A personalized approach to rehabilitation
A suggestion to a personalized approach to rehabilitation.
i had a stroke in 2008, in the beginning you didn't know when and where to start your rehabilitation. After a month in intensive rehab I was discharged and transferred to an outpatient setting. The outpatient setting unfortunately didn't maintain the pace obtained during the inpatient setting. I was still hoping that the lost movements will returned by themselves. It was a wrong hope, then I had to look for ways to compensate my deficits. It was marked by trials and errors. After all rehabilitation exercises were designed by healthy people for afflicted people. That was an unsurmontable barrier. I was told to get rid of my quad cane as soon as possible. The months that ensued revealed my deformed posture. Then one day a TV program on the Science channel show a girl, having half of her brain lost to an immune disease, swimming in the pool using all her arms and legs. I realized then that you still control your body despite losing half your brain. That TV program gave me the strong inspiration to regain my lost mobility. (I was right hemiplegic, a terrible situation for a right handed person). Within a year with the help of the Bioness device I began to have some movements of my right leg and arm. During that time I researched on the internet how to mobilize my paralyzed muscles. One day I was using the Kinect for my rehabilitation I saw the picture of my own body on the TV, and an idea came to my mind. Why not using the Kinect or something similar to image my body? You could map your body's muscle activity, and by doing that you could visualize the non functionning muscles and devise a program for your body to exercise the paralyzed muscles. People affected by stroke knew the dilemna of where to start your rehabilitation once you're released from the medical facilities. Some will defy the odd and resume a near normal life but for most of us we'll have to deal with our limitation.
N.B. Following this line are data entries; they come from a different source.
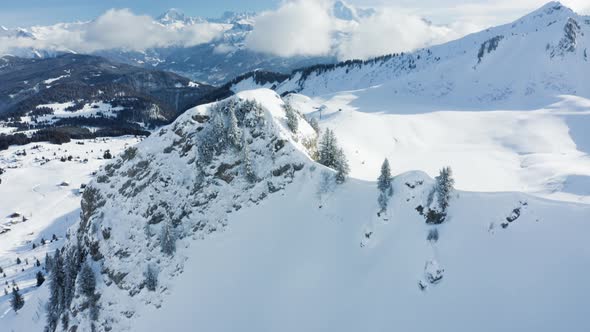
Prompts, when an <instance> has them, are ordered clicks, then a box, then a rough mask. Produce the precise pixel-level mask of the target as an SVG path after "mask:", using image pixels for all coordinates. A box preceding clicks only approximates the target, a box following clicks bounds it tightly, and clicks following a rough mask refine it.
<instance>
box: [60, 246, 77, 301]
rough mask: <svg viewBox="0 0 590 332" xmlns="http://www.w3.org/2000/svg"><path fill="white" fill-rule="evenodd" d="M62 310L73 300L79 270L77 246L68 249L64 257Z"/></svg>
mask: <svg viewBox="0 0 590 332" xmlns="http://www.w3.org/2000/svg"><path fill="white" fill-rule="evenodd" d="M63 262H64V269H63V270H64V276H65V279H64V308H69V306H70V304H71V303H72V300H73V299H74V293H75V289H76V287H75V285H76V278H77V277H78V271H79V270H80V255H79V251H78V247H77V246H72V247H70V248H69V249H68V250H67V252H66V254H65V255H64V260H63Z"/></svg>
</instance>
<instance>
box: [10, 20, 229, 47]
mask: <svg viewBox="0 0 590 332" xmlns="http://www.w3.org/2000/svg"><path fill="white" fill-rule="evenodd" d="M224 29H225V27H224V26H223V25H221V24H213V23H198V24H194V25H186V26H182V27H179V28H175V27H167V26H164V25H161V24H159V23H157V22H155V21H154V20H153V19H152V18H151V17H149V16H145V15H136V14H134V13H132V12H131V11H130V10H128V9H119V10H117V9H111V10H109V11H107V12H106V13H104V14H103V15H101V16H100V17H98V18H97V19H96V20H94V21H91V22H84V23H71V24H57V25H53V26H48V27H33V28H31V31H32V33H33V35H34V36H36V37H37V38H30V37H27V36H19V35H6V32H5V35H4V36H2V35H0V53H4V54H6V53H12V52H17V51H18V50H19V49H23V48H31V49H32V48H34V49H43V50H53V51H74V52H79V53H92V52H96V51H101V50H109V49H123V50H128V51H144V50H146V49H149V48H155V47H169V46H182V47H190V46H195V45H199V44H202V43H207V42H209V41H211V40H213V39H214V38H216V37H217V36H219V35H221V34H222V33H223V31H224Z"/></svg>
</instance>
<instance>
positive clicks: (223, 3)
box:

During the last ten years we witnessed an fulgurating advance in neurological sciences. The unfortunate war in the Middle East contributed to understand the conditions experienced by some stroke people: after the stroke I could not tolerate bright light, could not see a small screen, and couldn't experience a good night sleep. Reading a book on blunt brain trauma I realized that soldiers affected by blunt trauma injury from IED had the same symptoms. Those symptoms were later called as Post brain trauma visual syndrome, and post brain trauma psychiatric syndrome. Stroke did cause additional hidden injuries not visualized by regular brain imaging techniques. The advances of miniaturization make possible to fabricate portable and affordable devices such as eeg recorder, and thermal imaging. With an adequate thermal imaging device we can take picture of our body in different positions and have an idea of what group of muscles need to be exercised in order to regain some lost movements. We may not be able to regain all movements that were lost, but at least those devices will help us know where to start our rehabilitation journey. That may eliminate some trials and errors and expedite our road to recovery.
The neuroplasticity helps us overcome the limitation caused by the stroke. I learned to use my left hand. I was able to write and draw.